Rickert, Rusch, Russell

R’s an easy letter, of course. Lots of names starting with R. Today’s helping of women writers of science-fiction and fantasy includes M. Rickert, Kristine Kathryn Rusch, and Mary Doria Russell. As always, if the work of any of the authors sounds interesting to you, please do check them out — and if you have enjoyed something by them that I haven’t mentioned, let me know in the comments.

“Traitor” by M. Rickert

Most of what Rickert writes is fantasy, but she does occasionally write some short science fiction. This story was well executed, but quite dark. Alika learns well from her mother, and for her, perhaps, it is a happy ending in a dystopian world — but that doesn’t change the dark nature of the story itself.

The characters are well done, the world perhaps too believable. Little details resonate (I knew a girl who wore bells in her braids in middle school, and I’m sure she did when she was younger as well.), and I had no trouble immersing myself into the story. The one thing that did give me pause was locking the backpack — for the purposes of the story, I could see why it was necessary, but for purposes of the world, I could not.

A very well done story, but I think I’ll stick with Rickert’s fantasy. I could not find a Website for Mary Rickert, although there are some interviews with her at various places on-line.

The Retrieval Artist: A Short Novel by Kristine Kathryn Rusch

This short novel is the start of Rusch’s Retrieval Artist series, a science fiction universe where treaties with aliens make humans subject to alien laws when in alien territory. Some alien laws would definitely fail any test for cruel and unusual punishment. This creates new industries for humans — those who help people disappear so judgement cannot be enacted, and those who go looking for the Disappeared to bring them home or pass on information about their past life. The series is a mix of science fiction and hard-boiled private eye, with a healthy dose of action thrown in.

Both the world-building and the characters are compelling. Okay, yeah, I’m a sucker for PIs, but Miles Flint caught me from the first sentence. “I had just come off a difficult case, and the last thing I wanted was another client.” Of course, his office is a dive, and he prides himself on his objectivity. Still, things get to him. He’s got a heart — and in this universe, there are a lot of things to get to him.
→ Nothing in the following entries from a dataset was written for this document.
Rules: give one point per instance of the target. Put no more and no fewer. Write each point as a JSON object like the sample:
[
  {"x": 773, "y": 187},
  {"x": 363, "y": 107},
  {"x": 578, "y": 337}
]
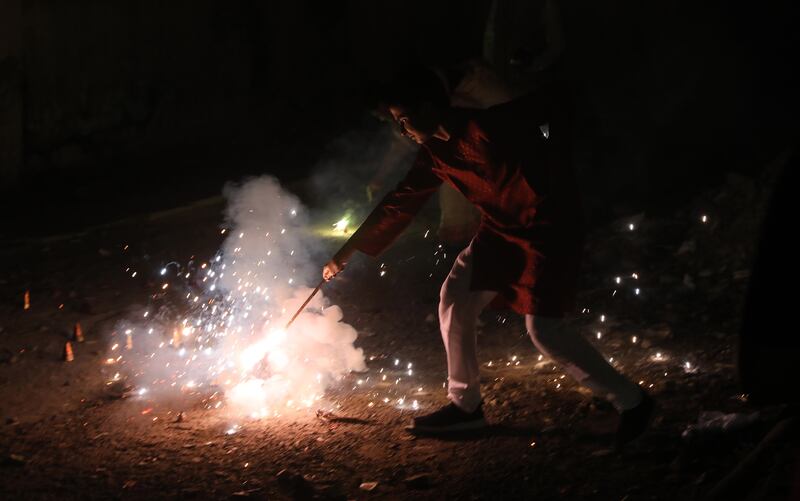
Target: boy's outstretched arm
[{"x": 391, "y": 216}]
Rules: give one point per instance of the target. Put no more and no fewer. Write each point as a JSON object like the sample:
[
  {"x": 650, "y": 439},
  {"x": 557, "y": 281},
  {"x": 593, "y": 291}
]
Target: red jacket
[{"x": 528, "y": 245}]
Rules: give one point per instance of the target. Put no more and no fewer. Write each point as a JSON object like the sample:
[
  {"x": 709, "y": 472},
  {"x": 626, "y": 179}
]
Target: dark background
[{"x": 109, "y": 109}]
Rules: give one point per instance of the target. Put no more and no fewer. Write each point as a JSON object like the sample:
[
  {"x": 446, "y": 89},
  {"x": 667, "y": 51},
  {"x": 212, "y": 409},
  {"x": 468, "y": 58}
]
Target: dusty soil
[{"x": 66, "y": 434}]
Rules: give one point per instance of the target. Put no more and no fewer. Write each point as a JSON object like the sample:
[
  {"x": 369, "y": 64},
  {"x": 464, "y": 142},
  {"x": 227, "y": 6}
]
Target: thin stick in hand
[{"x": 305, "y": 303}]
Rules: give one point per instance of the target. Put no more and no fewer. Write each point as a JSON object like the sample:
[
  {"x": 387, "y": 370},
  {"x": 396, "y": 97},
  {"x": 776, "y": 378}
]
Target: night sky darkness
[{"x": 139, "y": 106}]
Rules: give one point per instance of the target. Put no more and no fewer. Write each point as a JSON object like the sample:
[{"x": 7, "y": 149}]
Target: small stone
[
  {"x": 368, "y": 486},
  {"x": 13, "y": 460}
]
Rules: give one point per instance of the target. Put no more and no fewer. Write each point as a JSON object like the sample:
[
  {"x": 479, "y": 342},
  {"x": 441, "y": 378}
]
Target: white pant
[{"x": 459, "y": 308}]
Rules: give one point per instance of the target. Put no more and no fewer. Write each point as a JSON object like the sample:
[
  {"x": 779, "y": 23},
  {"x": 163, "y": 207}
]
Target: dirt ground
[{"x": 66, "y": 434}]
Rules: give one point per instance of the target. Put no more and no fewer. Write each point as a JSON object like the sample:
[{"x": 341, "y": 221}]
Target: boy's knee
[{"x": 543, "y": 330}]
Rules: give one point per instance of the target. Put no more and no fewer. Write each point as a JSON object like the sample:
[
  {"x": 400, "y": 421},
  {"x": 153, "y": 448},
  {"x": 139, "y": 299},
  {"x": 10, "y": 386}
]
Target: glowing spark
[{"x": 341, "y": 225}]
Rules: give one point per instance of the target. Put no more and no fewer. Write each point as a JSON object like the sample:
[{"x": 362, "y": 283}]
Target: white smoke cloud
[{"x": 231, "y": 336}]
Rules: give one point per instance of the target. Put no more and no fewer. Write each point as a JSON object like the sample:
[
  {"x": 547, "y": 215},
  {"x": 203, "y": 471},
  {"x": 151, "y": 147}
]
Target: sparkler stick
[
  {"x": 310, "y": 297},
  {"x": 308, "y": 300}
]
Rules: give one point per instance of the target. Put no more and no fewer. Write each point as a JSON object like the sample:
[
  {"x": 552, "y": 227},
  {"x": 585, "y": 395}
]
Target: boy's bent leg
[
  {"x": 563, "y": 344},
  {"x": 459, "y": 308}
]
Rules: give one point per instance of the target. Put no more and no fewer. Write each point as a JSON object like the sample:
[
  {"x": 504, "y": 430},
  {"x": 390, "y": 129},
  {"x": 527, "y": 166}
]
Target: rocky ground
[{"x": 662, "y": 297}]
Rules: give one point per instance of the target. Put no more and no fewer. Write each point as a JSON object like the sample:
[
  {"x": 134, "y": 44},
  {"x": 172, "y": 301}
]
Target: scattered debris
[
  {"x": 368, "y": 486},
  {"x": 68, "y": 355},
  {"x": 715, "y": 422},
  {"x": 77, "y": 333},
  {"x": 12, "y": 460},
  {"x": 419, "y": 481}
]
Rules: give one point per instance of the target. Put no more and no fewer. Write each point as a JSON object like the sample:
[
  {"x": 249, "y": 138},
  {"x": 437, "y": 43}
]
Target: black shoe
[
  {"x": 633, "y": 422},
  {"x": 449, "y": 418}
]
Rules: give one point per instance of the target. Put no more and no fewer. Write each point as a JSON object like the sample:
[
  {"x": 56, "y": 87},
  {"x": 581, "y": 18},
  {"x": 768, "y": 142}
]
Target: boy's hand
[
  {"x": 337, "y": 262},
  {"x": 331, "y": 269}
]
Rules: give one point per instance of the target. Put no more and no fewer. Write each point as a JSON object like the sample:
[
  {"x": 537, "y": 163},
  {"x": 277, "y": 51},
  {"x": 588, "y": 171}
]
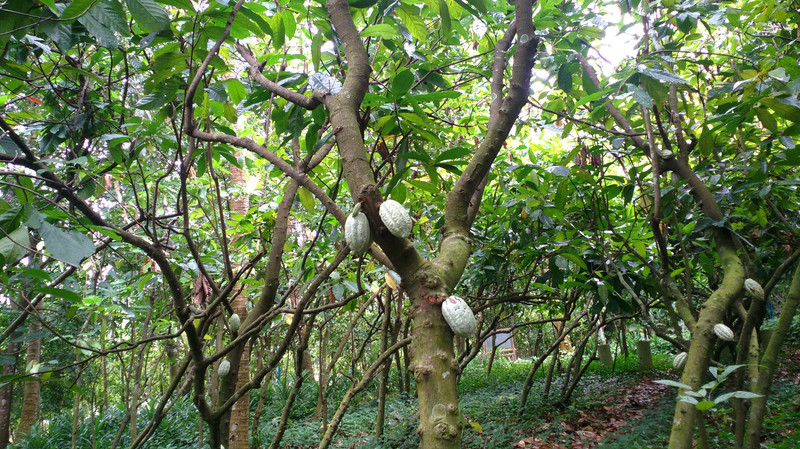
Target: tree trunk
[
  {"x": 238, "y": 435},
  {"x": 6, "y": 394},
  {"x": 434, "y": 367},
  {"x": 703, "y": 339},
  {"x": 31, "y": 396},
  {"x": 382, "y": 386},
  {"x": 769, "y": 363}
]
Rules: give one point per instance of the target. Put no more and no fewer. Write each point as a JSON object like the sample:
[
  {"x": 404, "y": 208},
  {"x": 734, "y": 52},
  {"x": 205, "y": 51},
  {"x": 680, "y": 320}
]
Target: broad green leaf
[
  {"x": 784, "y": 108},
  {"x": 672, "y": 383},
  {"x": 410, "y": 17},
  {"x": 662, "y": 75},
  {"x": 565, "y": 78},
  {"x": 705, "y": 405},
  {"x": 77, "y": 9},
  {"x": 402, "y": 82},
  {"x": 382, "y": 30},
  {"x": 15, "y": 245},
  {"x": 69, "y": 295},
  {"x": 70, "y": 247},
  {"x": 444, "y": 14},
  {"x": 306, "y": 199},
  {"x": 767, "y": 119},
  {"x": 148, "y": 14},
  {"x": 640, "y": 95}
]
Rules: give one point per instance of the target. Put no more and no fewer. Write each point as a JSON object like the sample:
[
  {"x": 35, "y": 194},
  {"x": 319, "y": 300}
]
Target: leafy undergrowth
[
  {"x": 610, "y": 409},
  {"x": 619, "y": 409}
]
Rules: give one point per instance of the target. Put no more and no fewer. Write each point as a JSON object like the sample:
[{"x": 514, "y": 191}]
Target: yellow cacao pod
[
  {"x": 679, "y": 360},
  {"x": 459, "y": 317},
  {"x": 356, "y": 232},
  {"x": 396, "y": 218},
  {"x": 224, "y": 368},
  {"x": 723, "y": 332}
]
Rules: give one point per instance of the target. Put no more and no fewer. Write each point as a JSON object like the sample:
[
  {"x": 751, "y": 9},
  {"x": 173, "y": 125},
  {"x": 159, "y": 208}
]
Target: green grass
[{"x": 489, "y": 403}]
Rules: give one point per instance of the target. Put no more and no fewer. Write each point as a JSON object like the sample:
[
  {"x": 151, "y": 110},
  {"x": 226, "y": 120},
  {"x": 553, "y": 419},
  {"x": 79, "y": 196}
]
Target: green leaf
[
  {"x": 382, "y": 30},
  {"x": 565, "y": 78},
  {"x": 69, "y": 295},
  {"x": 783, "y": 108},
  {"x": 14, "y": 246},
  {"x": 103, "y": 20},
  {"x": 672, "y": 383},
  {"x": 70, "y": 247},
  {"x": 77, "y": 9},
  {"x": 705, "y": 405},
  {"x": 640, "y": 95},
  {"x": 410, "y": 16},
  {"x": 278, "y": 31},
  {"x": 706, "y": 142},
  {"x": 662, "y": 75},
  {"x": 767, "y": 119},
  {"x": 148, "y": 14},
  {"x": 444, "y": 13},
  {"x": 402, "y": 83},
  {"x": 306, "y": 199}
]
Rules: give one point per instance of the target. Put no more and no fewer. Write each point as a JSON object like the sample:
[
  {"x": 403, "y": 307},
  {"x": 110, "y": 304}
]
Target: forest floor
[
  {"x": 641, "y": 416},
  {"x": 618, "y": 408}
]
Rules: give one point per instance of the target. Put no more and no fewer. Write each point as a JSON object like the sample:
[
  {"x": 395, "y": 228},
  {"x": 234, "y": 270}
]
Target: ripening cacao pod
[
  {"x": 396, "y": 219},
  {"x": 234, "y": 322},
  {"x": 754, "y": 288},
  {"x": 665, "y": 154},
  {"x": 224, "y": 368},
  {"x": 356, "y": 232},
  {"x": 459, "y": 317},
  {"x": 723, "y": 332},
  {"x": 679, "y": 360}
]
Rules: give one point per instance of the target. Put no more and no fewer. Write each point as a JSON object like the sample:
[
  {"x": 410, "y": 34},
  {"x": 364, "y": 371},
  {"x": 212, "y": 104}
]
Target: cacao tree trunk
[
  {"x": 382, "y": 386},
  {"x": 769, "y": 363},
  {"x": 31, "y": 395},
  {"x": 238, "y": 435},
  {"x": 6, "y": 393}
]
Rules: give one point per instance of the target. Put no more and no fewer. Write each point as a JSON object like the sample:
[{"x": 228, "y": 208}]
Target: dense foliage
[{"x": 167, "y": 164}]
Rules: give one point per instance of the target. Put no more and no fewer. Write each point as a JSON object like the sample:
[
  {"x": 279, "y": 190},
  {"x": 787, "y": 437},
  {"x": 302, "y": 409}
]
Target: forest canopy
[{"x": 178, "y": 177}]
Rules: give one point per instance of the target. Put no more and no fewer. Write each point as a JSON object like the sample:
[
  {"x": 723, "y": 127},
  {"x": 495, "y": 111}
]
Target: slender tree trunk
[
  {"x": 435, "y": 369},
  {"x": 703, "y": 340},
  {"x": 382, "y": 386},
  {"x": 238, "y": 435},
  {"x": 6, "y": 393},
  {"x": 769, "y": 362},
  {"x": 31, "y": 396}
]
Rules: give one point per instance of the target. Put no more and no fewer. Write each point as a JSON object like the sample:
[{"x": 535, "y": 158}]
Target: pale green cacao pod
[
  {"x": 723, "y": 332},
  {"x": 396, "y": 219},
  {"x": 234, "y": 322},
  {"x": 459, "y": 317},
  {"x": 679, "y": 360},
  {"x": 224, "y": 368},
  {"x": 754, "y": 288},
  {"x": 356, "y": 232}
]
I fully intend to read the entire series, including the new one, Anniversary Day, currently only available as an audio book.

You can find Kristine Kathryn Rusch on her Website, kriswrites.com.

The Sparrow by Mary Doria Russell

This isn’t a recent read, but it’s the kind of book that stays with you — Jesuit priests and First Contact. It weaves back and forth between the set-up and action of the mission and the return of Father Emilio Sandoz from the planet Rakhat, badly mutilated and the sole survivor of the original team.

My favorite line from the book has to be “We’re not all abstaining from the same thing.”

The aliens are alien, the humans are deeply human, and the science is wonderful. If for some reason, you haven’t read this book yet, do so. It’s amazing.

Mary Doria Russell is on-line at www.marydoriarussell.net.